HOUSTON – Gary Woodland si è sentito sollevato dal parlare pubblicamente dei suoi problemi di salute mentale, e venerdì è sembrato più libero che mai con un 7-under 63 allo Houston Open per costruire un vantaggio di tre colpi nel high quality settimana al Memorial Park.
Woodland sembrava più contento di non essersi arreso per un brutto swing che per il suo finale di tre birdie consecutivi che gli hanno permesso di costruire una certa separazione.
Period a 13-under 127, tre davanti a Nicolai Hjogaard (62) e Jackson Suber (63) in una comoda giornata di buoni gol per quasi tutti.
Brooks Koepka è stata un’eccezione. Dopo un 75 rovinato da tre doppi spauracchi nel primo spherical, Koepka ha avuto un triplo spauracchio sulla seconda buca par-3, la sua undicesima della giornata. Ha tirato 69 per mancare il taglio per la seconda volta dal suo ritorno dal LIV Golf.
Woodland non è stato chiamato dal tee, colpendo solo cinque fairway, ma Memorial Park ha abbastanza spazio per lasciarlo volare ed è stato raramente fuori posizione.
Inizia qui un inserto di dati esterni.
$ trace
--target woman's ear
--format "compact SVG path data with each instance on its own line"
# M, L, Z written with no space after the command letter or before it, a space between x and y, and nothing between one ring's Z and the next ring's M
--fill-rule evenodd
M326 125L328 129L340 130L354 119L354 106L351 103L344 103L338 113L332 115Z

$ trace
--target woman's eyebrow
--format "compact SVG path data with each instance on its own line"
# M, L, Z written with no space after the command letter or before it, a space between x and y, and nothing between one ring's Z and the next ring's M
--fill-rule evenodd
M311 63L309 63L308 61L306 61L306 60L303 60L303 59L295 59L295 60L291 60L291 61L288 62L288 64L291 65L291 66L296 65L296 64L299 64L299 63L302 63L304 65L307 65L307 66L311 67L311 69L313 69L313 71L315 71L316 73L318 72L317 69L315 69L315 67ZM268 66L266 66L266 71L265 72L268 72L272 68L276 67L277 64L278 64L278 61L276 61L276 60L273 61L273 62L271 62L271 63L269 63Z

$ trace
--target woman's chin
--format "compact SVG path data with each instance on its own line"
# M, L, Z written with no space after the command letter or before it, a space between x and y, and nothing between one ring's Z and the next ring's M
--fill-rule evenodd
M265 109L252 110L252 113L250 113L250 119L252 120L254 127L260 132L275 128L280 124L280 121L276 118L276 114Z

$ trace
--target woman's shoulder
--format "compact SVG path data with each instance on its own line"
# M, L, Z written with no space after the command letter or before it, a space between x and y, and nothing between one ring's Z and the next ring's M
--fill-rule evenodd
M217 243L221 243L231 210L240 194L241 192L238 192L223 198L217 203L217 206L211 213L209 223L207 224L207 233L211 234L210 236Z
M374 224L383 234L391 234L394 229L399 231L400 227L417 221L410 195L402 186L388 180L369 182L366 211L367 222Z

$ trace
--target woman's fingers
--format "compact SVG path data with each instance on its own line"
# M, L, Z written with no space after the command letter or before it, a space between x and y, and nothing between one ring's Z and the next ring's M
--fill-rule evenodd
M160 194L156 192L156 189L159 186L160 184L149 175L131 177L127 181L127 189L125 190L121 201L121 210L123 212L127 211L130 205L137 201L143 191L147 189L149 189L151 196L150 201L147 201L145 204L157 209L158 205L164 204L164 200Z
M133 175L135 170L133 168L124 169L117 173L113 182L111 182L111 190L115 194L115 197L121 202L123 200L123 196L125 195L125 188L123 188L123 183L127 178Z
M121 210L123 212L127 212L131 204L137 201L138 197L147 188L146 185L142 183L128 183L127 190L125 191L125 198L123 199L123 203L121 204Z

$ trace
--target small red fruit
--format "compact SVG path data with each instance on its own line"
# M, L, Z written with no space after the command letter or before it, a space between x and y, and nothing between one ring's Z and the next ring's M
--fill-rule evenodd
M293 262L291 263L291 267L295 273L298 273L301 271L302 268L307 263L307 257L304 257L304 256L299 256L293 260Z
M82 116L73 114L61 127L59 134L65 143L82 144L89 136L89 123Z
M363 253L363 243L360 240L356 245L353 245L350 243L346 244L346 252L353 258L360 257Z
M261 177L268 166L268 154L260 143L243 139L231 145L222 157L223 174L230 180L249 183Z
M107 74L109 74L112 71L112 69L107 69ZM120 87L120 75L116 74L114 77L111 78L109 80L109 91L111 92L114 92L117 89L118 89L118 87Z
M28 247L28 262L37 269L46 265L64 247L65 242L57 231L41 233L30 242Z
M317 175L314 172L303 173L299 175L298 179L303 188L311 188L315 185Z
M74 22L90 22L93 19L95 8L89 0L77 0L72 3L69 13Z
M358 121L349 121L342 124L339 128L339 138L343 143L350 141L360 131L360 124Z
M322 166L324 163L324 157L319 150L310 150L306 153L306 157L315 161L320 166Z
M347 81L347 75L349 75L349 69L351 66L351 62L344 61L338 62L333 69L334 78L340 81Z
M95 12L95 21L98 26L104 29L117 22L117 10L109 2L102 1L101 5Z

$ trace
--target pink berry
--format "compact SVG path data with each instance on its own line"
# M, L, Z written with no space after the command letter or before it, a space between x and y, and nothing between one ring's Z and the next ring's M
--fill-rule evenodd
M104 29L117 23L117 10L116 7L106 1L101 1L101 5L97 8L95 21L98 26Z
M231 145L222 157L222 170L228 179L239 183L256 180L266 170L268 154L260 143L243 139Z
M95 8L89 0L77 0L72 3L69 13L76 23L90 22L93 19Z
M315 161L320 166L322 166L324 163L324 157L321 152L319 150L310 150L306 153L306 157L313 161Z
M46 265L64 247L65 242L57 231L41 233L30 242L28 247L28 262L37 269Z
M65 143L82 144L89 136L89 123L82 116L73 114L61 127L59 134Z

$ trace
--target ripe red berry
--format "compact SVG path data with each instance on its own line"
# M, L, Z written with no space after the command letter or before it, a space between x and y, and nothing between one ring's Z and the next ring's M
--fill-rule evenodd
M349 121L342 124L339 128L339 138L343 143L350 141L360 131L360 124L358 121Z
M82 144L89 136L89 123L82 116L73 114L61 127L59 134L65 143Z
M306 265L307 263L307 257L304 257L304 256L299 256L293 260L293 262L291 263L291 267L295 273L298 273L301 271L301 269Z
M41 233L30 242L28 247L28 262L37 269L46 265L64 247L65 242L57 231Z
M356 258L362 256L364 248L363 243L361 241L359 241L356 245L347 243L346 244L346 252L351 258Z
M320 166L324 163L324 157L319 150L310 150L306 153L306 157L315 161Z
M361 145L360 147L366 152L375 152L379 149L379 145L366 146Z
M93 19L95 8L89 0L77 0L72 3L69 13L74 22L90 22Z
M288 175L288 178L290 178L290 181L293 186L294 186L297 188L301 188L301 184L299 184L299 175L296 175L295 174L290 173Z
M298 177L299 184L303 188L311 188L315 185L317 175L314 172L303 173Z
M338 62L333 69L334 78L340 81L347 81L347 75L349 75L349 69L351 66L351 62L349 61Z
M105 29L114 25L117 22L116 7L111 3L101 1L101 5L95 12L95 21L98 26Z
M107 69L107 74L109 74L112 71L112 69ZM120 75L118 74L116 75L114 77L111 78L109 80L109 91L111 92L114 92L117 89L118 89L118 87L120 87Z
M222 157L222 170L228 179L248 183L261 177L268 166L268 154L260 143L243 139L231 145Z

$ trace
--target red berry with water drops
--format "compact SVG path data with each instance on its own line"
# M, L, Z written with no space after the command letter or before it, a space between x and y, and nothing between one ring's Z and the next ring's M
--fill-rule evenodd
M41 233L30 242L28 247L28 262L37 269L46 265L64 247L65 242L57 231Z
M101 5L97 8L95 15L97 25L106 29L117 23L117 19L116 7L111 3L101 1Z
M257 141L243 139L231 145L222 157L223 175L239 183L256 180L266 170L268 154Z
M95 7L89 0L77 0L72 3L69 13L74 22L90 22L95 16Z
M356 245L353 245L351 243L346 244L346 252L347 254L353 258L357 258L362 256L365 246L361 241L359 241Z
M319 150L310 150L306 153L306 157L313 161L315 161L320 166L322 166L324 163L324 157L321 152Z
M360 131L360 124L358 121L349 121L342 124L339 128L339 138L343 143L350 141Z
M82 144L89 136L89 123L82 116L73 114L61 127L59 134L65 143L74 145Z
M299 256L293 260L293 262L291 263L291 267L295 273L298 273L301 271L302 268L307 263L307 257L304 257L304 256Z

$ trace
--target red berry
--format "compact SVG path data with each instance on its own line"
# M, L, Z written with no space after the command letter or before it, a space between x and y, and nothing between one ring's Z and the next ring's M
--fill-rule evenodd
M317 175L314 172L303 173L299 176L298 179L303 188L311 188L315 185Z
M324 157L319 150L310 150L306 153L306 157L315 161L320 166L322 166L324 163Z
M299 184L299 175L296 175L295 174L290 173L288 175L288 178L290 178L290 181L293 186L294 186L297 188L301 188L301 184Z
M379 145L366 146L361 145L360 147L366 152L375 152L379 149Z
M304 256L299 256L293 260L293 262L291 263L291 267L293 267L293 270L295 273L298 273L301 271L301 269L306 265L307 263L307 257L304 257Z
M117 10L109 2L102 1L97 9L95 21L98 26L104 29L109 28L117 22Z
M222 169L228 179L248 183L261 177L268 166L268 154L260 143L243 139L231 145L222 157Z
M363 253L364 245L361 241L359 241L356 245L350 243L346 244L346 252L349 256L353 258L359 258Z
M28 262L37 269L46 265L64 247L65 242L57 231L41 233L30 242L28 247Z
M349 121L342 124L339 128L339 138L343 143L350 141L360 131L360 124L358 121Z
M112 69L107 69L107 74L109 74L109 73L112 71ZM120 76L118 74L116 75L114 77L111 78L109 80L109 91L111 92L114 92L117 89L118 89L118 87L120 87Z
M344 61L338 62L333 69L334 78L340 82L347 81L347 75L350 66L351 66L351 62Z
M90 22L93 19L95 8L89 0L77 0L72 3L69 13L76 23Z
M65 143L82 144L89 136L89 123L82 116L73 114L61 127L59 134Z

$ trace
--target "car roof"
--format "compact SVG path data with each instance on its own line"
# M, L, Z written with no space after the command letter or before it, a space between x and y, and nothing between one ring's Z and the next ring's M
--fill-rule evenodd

Ha terminato il suo giro con un wedge a 3 piedi sul par 5 16, un birdie di 15 piedi il 17 e un birdie di 12 piedi il 18.
Ma ciò che gli è rimasto impresso è stato un tee shot che ha tirato nell’acqua a sinistra del 13° fairway, portandolo a una penalità e alla high quality dovendo fare un putt di 4 piedi per scappare con lo spauracchio.
“Ero orgoglioso di me stesso perché Randy Smith, il mio allenatore, chiama un ‘oops’. Ho avuto un brutto swing lì il 13, e l’ho centrato così bene negli ultimi due giorni, che non mi sono lasciato disturbare”, ha detto Woodland. “Mi sono detto di dimenticarmene e di andare avanti, e sono stato in grado di farlo. È stato un grande cambiamento per me lasciare andare tutto ciò e continuare a fare quello che ho fatto negli ultimi due giorni.”
Il campione degli US Open 2019 ha giocato un gioco a tutto tondo, controllando il suo swing e fiducioso sui inexperienced dopo aver realizzato che il suo allineamento period sbagliato e ha cambiato il suo putter per aiutarlo.
Per lo più, sente un grande sostegno e un maggiore conforto dopo la sua decisione di parlare pubblicamente della sua battaglia contro il disturbo da stress post-traumatico. Woodland si sta riprendendo da un intervento chirurgico al cervello del settembre 2023 per rimuovere una lesione su una parte del cervello che provoca momenti di paura infondata.
Si sentiva “1.000 chili più leggero” dopo quell’intervista a Golf Channel. E lo sente dalla tribuna di Houston mentre va dopo che una vittoria lo farebbe entrare nel Masters.
“Non c’è dubbio, e mi nutro di quello”, ha detto Woodland. “Questa come ogni settimana, mi sento come se avessi avuto molto supporto. Mi sento come se stessi giocando in casa. I tifosi sono stati fantastici. Ho bisogno di quell’energia per aiutarmi durante la giornata, questo sicuramente aiuta. Spero di poter correre anche questo high quality settimana.”
Anche Hojgaard ha in mente i Masters. È il numero 47 nella classifica mondiale e tra i primi 50 dopo questa settimana si assicura l’invito all’Augusta Nationwide tra due settimane. Hojgaard ha rimosso molti dubbi con il suo spherical di 62. Ha fatto meglio a Woodland, facendo birdie nelle sue ultime quattro buche.
“È così facile dire che non è nella mia mente, un buon golf se ne occuperà”, ha detto Hojgaard del Masters. “È nella mia mente al 100%. Vogliamo tutti essere lì. Ma quando gioco a golf là fuori, non ci ho pensato oggi. Sento che il mio gioco è abbastanza buono per qualificarmi, ma ci sono altri due giorni qui a Houston e mi piace il mio livello di gioco.”
Il campione in carica Min Woo Lee e Jason Day hanno tirato 63 ciascuno ed erano quattro tiri dietro, con Michael Thorbjornsen (64) un altro tiro indietro. Thorbjornsen è al numero 56 del mondo – ha perso una grande opportunità di salire in una domenica difficile al Gamers Championship – ma è in buona forma in vista del high quality settimana a Houston.
Le possibilità di Pierceson Coody di vincere il Masters hanno subito un duro colpo. Il nipote del campione Masters del 1971 Charles Coody è al numero 51 del mondo. Ma venerdì mattina è stato costretto al ritiro per un infortunio alla schiena. Si prevede che andrà al numero 50, ma non avrebbe bisogno di nessuno per superarlo.